In today’s first Design for Behavior and Experience class of the semester, the professor said after I spoke, “The other time to introduce yourself last semester, you had just arrived like less than a week to the US probably, I got to know you for the first time. So I can see the difference now. You’ve integrated well, and I like it.”

Whenever I see people start to be different as time and space shift, I marvel and remind myself to always offer tolerance, understanding, and encouragement.

The theme of this class is based on “hopepunk”. I felt a sense of inevitability about being here. It’s like the idealism/subjectivism philosophy statement: the environment you are in is actually an external reflection of your inner world.

Over the years, I have thought a lot about design topics and even hope to go back to school one day to study related concepts in depth.
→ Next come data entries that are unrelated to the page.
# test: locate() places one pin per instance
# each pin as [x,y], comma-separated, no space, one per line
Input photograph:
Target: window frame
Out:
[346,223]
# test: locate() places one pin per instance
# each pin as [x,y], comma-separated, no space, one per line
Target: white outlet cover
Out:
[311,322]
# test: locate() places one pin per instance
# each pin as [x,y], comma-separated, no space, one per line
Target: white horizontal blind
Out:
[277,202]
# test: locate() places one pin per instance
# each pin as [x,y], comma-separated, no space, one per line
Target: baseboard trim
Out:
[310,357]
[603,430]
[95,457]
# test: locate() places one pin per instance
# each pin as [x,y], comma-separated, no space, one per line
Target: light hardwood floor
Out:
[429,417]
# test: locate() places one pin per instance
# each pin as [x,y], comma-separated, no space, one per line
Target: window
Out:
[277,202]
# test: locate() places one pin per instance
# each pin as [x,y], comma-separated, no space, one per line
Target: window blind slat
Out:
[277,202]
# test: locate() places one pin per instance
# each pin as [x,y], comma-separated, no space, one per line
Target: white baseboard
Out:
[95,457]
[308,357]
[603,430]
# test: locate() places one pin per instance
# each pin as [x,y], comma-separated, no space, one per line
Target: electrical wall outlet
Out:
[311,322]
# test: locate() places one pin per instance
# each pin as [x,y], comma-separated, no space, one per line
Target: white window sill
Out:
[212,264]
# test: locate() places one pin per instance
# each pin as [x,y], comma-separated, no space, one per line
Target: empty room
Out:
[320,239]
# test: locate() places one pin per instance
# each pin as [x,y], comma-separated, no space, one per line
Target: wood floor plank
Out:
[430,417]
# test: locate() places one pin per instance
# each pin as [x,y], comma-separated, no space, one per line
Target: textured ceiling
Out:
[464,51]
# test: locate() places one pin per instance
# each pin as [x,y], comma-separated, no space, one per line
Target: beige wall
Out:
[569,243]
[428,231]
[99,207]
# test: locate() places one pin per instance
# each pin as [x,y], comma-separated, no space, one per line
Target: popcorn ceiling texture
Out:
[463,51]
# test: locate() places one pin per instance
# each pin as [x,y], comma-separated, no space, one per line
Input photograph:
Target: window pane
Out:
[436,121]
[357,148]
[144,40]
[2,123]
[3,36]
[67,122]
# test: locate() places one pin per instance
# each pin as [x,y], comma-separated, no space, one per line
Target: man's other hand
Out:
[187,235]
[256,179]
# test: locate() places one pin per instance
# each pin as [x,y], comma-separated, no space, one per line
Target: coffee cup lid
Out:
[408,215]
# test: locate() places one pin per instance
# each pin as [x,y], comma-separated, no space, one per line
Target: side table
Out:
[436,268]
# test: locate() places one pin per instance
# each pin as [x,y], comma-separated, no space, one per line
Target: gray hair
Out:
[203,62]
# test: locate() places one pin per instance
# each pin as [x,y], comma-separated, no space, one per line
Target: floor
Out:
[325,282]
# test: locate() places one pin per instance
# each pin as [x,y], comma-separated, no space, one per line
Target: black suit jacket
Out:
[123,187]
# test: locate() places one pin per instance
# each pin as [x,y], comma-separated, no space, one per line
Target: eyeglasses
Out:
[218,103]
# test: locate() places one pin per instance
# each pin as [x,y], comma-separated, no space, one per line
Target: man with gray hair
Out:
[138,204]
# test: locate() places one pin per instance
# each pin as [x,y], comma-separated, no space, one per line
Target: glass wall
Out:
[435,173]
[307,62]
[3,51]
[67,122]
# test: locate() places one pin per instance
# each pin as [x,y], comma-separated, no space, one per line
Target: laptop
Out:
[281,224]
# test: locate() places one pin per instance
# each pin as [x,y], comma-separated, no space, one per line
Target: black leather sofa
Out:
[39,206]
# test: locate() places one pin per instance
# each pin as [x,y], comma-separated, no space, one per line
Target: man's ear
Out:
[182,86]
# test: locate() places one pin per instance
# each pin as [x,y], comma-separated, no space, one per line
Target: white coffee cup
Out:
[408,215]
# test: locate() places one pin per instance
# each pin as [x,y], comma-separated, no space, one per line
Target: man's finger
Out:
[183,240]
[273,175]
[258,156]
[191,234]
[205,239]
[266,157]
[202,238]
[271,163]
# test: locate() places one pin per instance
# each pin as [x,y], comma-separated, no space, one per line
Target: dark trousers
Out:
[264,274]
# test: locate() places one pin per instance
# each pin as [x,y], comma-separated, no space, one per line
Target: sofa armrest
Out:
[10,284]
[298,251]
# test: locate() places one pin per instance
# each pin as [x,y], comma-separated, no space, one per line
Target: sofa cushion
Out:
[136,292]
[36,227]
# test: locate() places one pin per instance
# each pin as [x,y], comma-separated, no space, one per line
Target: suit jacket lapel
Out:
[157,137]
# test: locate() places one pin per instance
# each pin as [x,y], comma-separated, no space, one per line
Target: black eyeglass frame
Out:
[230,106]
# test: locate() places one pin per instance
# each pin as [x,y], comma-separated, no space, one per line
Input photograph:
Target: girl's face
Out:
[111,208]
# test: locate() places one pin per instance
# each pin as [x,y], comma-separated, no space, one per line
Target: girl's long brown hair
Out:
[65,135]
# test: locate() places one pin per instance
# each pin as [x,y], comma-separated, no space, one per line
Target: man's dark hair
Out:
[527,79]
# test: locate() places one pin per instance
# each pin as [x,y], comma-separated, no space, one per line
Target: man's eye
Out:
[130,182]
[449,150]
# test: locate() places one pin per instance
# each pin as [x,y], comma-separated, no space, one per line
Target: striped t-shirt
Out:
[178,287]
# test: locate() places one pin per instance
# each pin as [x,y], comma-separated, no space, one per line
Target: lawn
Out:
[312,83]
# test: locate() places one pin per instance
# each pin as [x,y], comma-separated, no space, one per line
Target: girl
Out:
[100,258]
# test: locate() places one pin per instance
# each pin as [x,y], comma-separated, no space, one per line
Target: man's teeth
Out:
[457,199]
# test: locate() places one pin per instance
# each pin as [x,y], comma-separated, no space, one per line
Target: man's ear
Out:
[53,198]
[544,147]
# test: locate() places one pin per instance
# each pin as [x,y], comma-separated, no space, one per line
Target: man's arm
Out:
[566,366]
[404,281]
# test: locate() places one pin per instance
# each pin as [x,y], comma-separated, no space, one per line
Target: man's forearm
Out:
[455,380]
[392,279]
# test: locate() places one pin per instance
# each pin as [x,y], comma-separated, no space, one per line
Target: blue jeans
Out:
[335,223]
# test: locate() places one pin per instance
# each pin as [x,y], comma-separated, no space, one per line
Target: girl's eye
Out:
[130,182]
The “hopepunk” happens to be a mindset that I have begun to hold in the last year.

In the past year, I’ve had a major shift in perspective. After having a few conversations that took me out of my comfort zone, I have grown to believe in the human potential. Through communication, I can restore hope to someone who is lost or depressed, restore faith in different things to someone who is stubbornly holding a political viewpoint or bias, and restore understanding and a willingness to support and collaborate with someone who is “bossy”. This process is easier said than done, and involves crossing the thresholds of courage, neutrality, initiative, acceptance, reason and love, and overcoming the fear of failure at each stage until transformation is seen.

Such interpersonal experiences have convinced me that people have the potential to achieve anything, solve any problem, and bring value to anyone. Sometimes people aren’t always what they seem, and if we have an open heart, a willingness to connect and communicate with others and to live with all the seeming negativity instead of rejecting and running away from it, even the coldest hearts will melt.

I enjoy the process of bringing hope and strength to people. Not just designers, everyone can relate the “hopepunk” to what they do, and influence people’s perception and behavior.